Merrick Garland vows Justice Department won’t be used as a ‘political weapon’ as Trump’s threats fuel harassment
Attorney General Merrick Garland told staff at the Department of Justice that the agency will not be used as a “political weapon” as Donald Trump campaigns on a message of political persecution with barely veiled threats to turn the government into a tool of retribution.
In an at-times emotional speech to Justice Department staff on Thursday, Garland defended a “promise that we will not allow this Department to be used as a political weapon,” and that the agency’s norms are “a promise that we will not allow this nation to become a country where law enforcement is treated as an apparatus of politics.”
The Justice Department’s public servants “do not bend to politics” and “will fiercely protect the independence of this Department from political interference in our criminal investigations,” Garland said.
His remarks follow attacks from the Republican presidential candidate and his allies who have accused Garland and President Joe Biden of “weaponizing” the Justice Department to criminally prosecute him in two cases under special counsel Jack Smith.
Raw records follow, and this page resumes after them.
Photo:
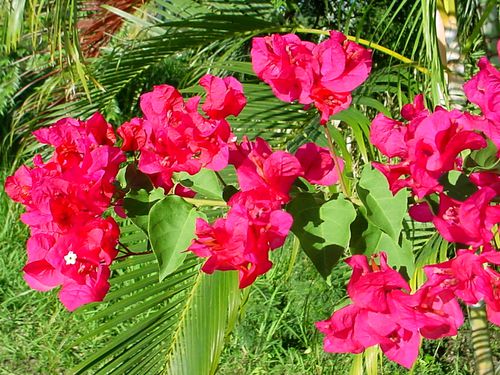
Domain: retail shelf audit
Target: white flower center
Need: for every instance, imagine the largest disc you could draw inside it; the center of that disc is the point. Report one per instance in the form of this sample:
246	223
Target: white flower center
70	258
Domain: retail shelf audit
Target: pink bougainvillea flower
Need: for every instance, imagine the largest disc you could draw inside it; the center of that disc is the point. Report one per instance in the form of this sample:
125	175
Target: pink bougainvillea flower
224	96
483	89
486	179
469	222
254	225
439	138
286	64
18	186
264	213
416	110
433	311
370	283
388	136
329	102
179	138
353	329
470	278
71	245
318	165
340	331
428	146
369	320
257	166
324	74
343	65
157	104
421	212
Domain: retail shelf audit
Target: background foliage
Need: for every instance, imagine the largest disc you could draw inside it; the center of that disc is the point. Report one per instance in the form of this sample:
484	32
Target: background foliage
70	58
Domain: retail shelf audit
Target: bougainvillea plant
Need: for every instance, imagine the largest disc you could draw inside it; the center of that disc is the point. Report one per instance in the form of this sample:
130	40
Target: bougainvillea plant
74	198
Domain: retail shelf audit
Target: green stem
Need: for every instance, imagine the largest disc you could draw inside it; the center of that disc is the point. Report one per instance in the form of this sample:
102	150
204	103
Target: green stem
220	179
369	44
481	340
206	202
337	167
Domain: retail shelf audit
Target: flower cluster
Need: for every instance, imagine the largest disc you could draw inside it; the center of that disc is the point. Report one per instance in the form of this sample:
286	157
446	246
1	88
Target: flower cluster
174	137
429	145
71	243
256	222
384	313
322	74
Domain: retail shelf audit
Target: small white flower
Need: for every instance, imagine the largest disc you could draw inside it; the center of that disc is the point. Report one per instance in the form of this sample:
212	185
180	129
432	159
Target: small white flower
70	258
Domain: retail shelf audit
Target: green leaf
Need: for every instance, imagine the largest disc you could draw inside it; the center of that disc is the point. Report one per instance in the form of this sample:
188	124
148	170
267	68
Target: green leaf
457	185
138	203
398	256
171	228
137	180
205	182
383	209
322	228
202	327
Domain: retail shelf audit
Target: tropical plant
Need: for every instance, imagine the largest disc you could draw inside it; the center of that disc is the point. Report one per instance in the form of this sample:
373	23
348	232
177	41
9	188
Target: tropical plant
180	323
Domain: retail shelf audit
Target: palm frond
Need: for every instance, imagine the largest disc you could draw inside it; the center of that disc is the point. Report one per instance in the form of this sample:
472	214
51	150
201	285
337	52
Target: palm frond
147	327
Trump was criminally charged for his efforts to reverse his election loss in 2020, and for allegedly withholding reams of classified documents after leaving office, then obstructing efforts to get them back.
But another special counsel, Robert Hur, has separately investigated Biden for his own withholding of classified documents from his time as vice president, though Hur ultimately decided against charging the president
His son Hunter Biden, however, pleaded guilty last week to tax fraud charges brought by a third special counsel, David Weiss.
The Justice Department’s investigation into Democratic Senator Bob Menendez also yieldedguilty verdicts for corruption and bribery.